Strano, perché so benissimo come mettere qualcosa in prospettiva, anzi direi che, essendo stato un disegnatore tecnico professionista, ero un vero esperto di come si esegue una prospettiva; secondo il sistema dei raggi ottici, per esempio, oppure quello dei punti misuratori; e, a seconda dei casi, sapevo quando era meglio l’uno e quando l’altro; e tutte le specificità e le problematiche legate alla prospettiva, tra le più complesse nell’ambito della scienza del disegno tecnico”.
“ (…) io ero un esperto, e della prospettiva sapevo tutto. Allora perché disegnare una prospettiva, anche non particolarmente complessa, mi faceva sempre venire mal di testa? Così come, del resto, mi ha sempre fatto male alla testa sforzarmi di pensare in prospettiva; è se per un lungo periodo mi sono ostinato nello sforzo di pensarmi in prospettiva, con conseguenze disastrose, per me stesso e per gli altri, in tutti gli ambiti della mia prima vita, era perché, come più o meno tutti, ero costretto a pensare tutto, e in particolare me stesso, in prospettiva.
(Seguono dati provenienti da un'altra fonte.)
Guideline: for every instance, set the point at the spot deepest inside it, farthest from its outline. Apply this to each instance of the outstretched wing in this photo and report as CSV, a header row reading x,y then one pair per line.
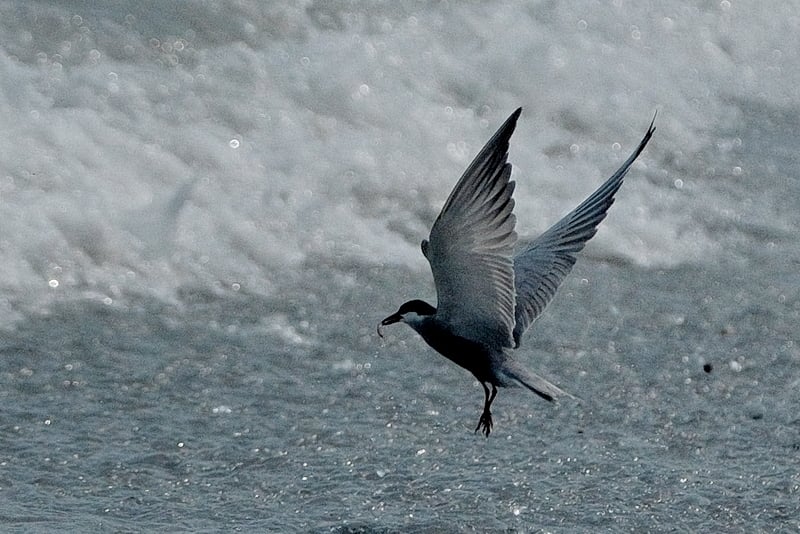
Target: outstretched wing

A pensarci bene, è un tormento che inizia, per tutti, molto presto, nel momento esatto in cui un adulto ci chiede: Cosa farai da grande? E io infatti risposi: Lo scrittore, professione che, visto il contesto sociale in cui mi ero ritrovato a nascere, non offriva, perlomeno all’epoca, alcuna prospettiva; e non avendola io avuta in partenza, e continuato a non averne avuta in corso d’opera, non mi è possibile, ora, ricostruirla nel passato. Il bambino che, alla domanda, Cosa farai da grande, risponde, Lo scrittore, non è in rapporto prospettico con lo scrittore in cui, gli piaccia oppure no, si è effettivamente evoluto ed è. Le modalità con le quali il soggetto si è mosso, nel tempo e nello spazio, nel suo ambiente e fuori di esso, o meglio nei suoi vari ambienti, e fuori di essi, sono sempre state dettate dalle contingenze, le quali, dovendo moltissimo al caso, non permettono di rendere il suo percorso in metafora prospettica.
In definitiva, che io guardi in avanti o indietro, sono stato, resto, sarò e sarò stato un uomo privo di qualsivoglia prospettiva.”